The banks have reduced their operations in countries, both in Asia and globally, where they have failed to achieve sufficient profitability or market penetration. Last week Citi announced its withdrawal from consumer finance in South Korea and retail banking in Japan. And in recent years HSBC has, for example, sold its Japanese private bank to Credit Suisse and exited Korean retail banking, while Standard Chartered is also struggling in Korea and is closing branches there.

However, recruiters in Singapore, Hong Kong and China say that Citi, HSBC and Stan Chart are still regarded as the de facto “big three” foreign corporate banks in terms of their hiring requirements. “They are pretty much in their own peer group for candidates as they are similar in their offerings as well in their structure,” says Farida Charania, Asia Pacific CEO of search firm Nastrac Group in Singapore.

Recruiters also say that the three banks are increasingly inclined to poach staff from each other. “Many senior bankers in Singapore and Hong Kong have been with at least two of the three banks during their careers,” says Charania. She adds that HSBC is expanding its corporate-banking product and cash and trade sales teams in Singapore and Hong Kong, while both it and Stan Chart are hiring “very aggressively” in wholesale banking sales roles.

Standard Chartered is generally seen as having the stronger employer brand in Singapore, where it has about 7,400 staff, while HSBC’s Asia stronghold is Hong Kong – the firm earns as much from Hong Kong as it does from the rest of Asia combined. Citi, which last week announced record fourth quarter Asian results, spreads its revenues more evenly across the region.

“In China, each of the three has its strengths for candidates according to its client base,” adds Alistair Ramsbottom, managing director of Shanghai search firm The Blacklock Group. “For HSBC it’s multi nationals and privately-owned enterprises; for Stan Chart mainly POEs; and for Citi it’s mainly large Chinese corporates.”

Much of the banks’ hiring is, however, focused on middle-office roles. The legal and compliance headcount at Stan Chart – a firm which generates 75% of its revenues from Asia – rose 30% in the year to 30 June, according to its half-year results.
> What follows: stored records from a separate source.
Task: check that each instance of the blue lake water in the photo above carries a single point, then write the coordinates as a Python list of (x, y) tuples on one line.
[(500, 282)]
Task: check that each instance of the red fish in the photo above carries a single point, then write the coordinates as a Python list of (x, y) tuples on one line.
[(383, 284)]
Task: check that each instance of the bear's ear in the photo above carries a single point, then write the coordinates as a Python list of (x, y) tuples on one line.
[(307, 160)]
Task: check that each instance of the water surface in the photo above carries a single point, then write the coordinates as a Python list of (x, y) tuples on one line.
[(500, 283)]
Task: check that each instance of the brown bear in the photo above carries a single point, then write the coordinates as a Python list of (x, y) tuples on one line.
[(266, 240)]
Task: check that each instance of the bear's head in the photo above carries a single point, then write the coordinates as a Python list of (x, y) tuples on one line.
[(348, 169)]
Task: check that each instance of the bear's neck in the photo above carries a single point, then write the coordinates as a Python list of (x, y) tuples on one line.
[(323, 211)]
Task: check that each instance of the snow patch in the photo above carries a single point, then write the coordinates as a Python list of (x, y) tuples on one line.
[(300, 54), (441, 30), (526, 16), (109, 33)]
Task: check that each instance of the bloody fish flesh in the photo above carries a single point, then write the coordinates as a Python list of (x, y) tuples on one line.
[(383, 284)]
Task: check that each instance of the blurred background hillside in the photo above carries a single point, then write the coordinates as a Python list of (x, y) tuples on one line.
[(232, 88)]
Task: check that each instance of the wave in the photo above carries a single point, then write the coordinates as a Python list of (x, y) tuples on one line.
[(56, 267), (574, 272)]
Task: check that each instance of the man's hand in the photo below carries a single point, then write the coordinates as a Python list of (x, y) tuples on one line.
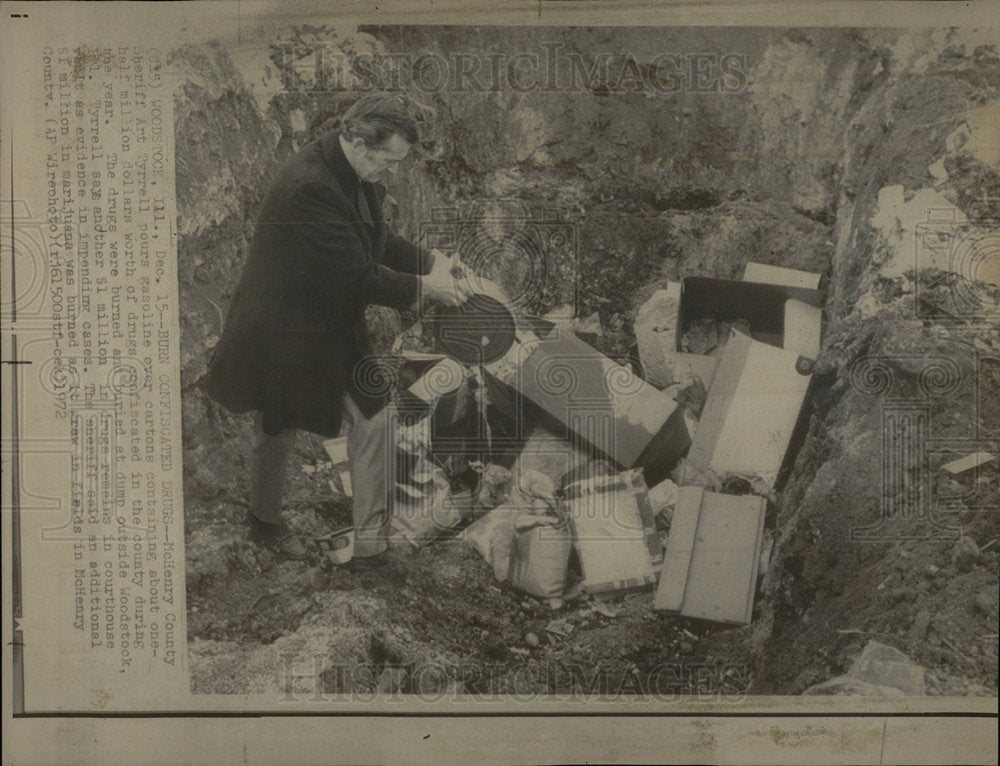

HSBC’s results for the same period also reveal the increased cost of bulking up in risk and compliance. “One candidate I spoke to recently mentioned that HSBC’s culture in Asia was more back-office focused, which meant that getting deals approved, especially on time, was very time consuming,” says Ramsbottom.

The big three’s ability to attract candidates in corporate banking has recently come under threat from a variety of smaller, but expanding, Asia Pacific banks, most notably ANZ and DBS. “Many candidates in Asia now spend their early years training at one of the three large banks and then move to a medium-sized bank or a domestic bank,” says Ramsbottom. “But recently I have also come across people who have then moved back to HSBC, SCB or Citi.”

Standard Chartered is currently the most vulnerable to emerging banks poaching its staff. Recent regulatory investigations and profit falls have led to an increase in Singapore-based Stan Chart employees seeking out opportunities elsewhere, according to a recruiter in the city state who asked not to be named.